2.09.2021
Branson’s flight to space was lauded as a total success, but a new report indicates otherwise
Richard Branson’s July flight to the edge of space is under investigation by the Federal Aviation Administration for veering out of its designated airspace mid-flight, the FAA said on Wednesday after a report from The New Yorker. The mission’s two pilots were alerted to yellow and red light warnings mid-flight that, according to sources in The New Yorker, should’ve prompted them to abort the mission. The flight continued and ultimately landed safely.
Virgin Galactic’s SpaceShipTwo spaceplane air-launched from its carrier aircraft on July 11th carrying founder Branson and three company employees over the firm’s New Mexico spaceport, Spaceport America. The rocket plane soared 53.5 miles high, skimming the edge of space for a few minutes of weightlessness before free-gliding back to a runway, using the rocket-propelled momentum from its ascent. Branson and the company lauded the mission as a success shortly after, with the company’s president Mike Moses telling reporters “the ship looked perfect” at touchdown.
But as the space plane was accelerating toward peak altitude, the two pilots, Dave Mackay and Michael Masucci, saw cockpit warnings that indicated the ship wasn’t flying as steeply as it should have been. Such warnings “should scare the crap out of you,” Masucci was quoted by The New Yorker as saying in a 2015 meeting with other company pilots. That gave the pilots two options, per company procedures: “implement immediate corrective action, or abort the rocket motor,” the magazine reports. Triggering an abort and returning Branson and his crew to ground without reaching space would’ve been the safest option at the time, multiple sources told Nicholas Schmidle, the article’s author who also published an exhaustive book on Virgin Galactic’s history earlier this year.

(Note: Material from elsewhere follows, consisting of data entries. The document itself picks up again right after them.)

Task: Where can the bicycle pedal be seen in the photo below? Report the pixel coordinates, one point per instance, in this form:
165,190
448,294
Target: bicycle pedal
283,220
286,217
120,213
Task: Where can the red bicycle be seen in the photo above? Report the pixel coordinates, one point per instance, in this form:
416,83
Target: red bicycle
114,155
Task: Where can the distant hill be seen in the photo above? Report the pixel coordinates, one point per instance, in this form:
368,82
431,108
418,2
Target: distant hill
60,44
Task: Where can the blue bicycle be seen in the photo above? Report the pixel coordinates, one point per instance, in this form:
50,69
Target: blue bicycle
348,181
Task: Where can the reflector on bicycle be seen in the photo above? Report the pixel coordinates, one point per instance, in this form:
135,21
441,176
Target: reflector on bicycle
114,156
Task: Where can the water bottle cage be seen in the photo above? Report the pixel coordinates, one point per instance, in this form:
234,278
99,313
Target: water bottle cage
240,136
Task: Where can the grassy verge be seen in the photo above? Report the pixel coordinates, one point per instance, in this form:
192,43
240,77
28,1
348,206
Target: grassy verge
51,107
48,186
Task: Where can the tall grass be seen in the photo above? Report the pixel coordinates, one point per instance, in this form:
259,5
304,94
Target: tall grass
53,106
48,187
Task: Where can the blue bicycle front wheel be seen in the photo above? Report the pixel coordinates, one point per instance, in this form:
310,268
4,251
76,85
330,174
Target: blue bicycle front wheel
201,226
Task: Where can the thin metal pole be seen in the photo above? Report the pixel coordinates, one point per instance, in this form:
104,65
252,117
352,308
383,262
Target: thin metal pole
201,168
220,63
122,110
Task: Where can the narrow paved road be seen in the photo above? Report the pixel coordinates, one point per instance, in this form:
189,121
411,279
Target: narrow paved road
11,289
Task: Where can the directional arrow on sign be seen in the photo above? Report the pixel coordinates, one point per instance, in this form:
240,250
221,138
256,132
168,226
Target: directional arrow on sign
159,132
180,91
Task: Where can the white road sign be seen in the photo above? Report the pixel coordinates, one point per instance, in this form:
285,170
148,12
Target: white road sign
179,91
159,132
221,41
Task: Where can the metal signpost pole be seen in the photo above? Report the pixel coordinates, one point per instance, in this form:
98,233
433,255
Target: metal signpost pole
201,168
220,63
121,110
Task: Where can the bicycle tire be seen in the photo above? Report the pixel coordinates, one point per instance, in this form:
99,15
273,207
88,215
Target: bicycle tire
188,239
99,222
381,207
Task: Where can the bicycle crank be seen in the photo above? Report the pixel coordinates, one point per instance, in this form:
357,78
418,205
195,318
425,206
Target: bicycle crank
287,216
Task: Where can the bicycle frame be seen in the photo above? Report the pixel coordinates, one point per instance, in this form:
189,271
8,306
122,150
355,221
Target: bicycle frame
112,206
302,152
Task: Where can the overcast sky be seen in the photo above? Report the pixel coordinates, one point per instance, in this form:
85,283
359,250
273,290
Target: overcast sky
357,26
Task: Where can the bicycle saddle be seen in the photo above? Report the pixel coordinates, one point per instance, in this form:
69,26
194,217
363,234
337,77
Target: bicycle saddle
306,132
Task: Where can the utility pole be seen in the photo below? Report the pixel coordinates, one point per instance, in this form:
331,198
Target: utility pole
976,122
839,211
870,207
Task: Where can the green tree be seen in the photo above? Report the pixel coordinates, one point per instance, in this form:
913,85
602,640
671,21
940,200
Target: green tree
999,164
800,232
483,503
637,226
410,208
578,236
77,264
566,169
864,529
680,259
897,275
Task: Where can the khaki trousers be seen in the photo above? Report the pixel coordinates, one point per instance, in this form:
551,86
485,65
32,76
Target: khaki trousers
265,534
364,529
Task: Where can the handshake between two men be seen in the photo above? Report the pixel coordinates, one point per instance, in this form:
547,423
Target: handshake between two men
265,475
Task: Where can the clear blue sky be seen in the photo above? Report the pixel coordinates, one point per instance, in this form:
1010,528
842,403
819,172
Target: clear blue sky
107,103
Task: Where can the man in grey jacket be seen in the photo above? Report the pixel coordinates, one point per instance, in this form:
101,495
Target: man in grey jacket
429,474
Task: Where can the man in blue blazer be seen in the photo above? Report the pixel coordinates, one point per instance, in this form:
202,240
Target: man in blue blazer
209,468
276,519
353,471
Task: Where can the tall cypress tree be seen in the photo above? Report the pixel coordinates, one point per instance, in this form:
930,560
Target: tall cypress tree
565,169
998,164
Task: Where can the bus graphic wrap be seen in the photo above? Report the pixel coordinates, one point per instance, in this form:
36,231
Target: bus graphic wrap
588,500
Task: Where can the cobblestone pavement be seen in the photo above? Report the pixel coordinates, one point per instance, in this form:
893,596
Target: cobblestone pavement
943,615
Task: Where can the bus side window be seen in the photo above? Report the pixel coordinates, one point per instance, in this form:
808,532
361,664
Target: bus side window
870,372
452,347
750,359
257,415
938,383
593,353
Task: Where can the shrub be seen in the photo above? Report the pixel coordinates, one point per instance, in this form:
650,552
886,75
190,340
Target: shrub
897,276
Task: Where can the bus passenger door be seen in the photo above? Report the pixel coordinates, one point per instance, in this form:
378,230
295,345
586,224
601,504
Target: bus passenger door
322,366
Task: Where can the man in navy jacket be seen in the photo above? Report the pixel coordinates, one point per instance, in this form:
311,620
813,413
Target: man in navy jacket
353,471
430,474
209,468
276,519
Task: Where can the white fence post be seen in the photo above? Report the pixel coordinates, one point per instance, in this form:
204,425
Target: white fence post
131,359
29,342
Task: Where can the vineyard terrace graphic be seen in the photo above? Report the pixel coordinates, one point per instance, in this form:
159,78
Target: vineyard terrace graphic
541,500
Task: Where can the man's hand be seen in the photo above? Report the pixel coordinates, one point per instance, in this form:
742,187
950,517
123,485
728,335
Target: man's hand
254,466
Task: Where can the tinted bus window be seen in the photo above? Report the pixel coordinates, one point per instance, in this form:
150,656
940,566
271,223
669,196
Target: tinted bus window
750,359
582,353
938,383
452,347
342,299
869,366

The July flight fulfilled Branson’s long-held goal to travel to space. Branson, originally slated to fly on a later mission, moved up his flight soon after Jeff Bezos announced he’d fly on his space company Blue Origin’s rocket in July. Virgin Galactic has said safety is its top priority and Branson has denied that Bezos’ rival jaunt to space played a role in his decision to launch sooner than planned.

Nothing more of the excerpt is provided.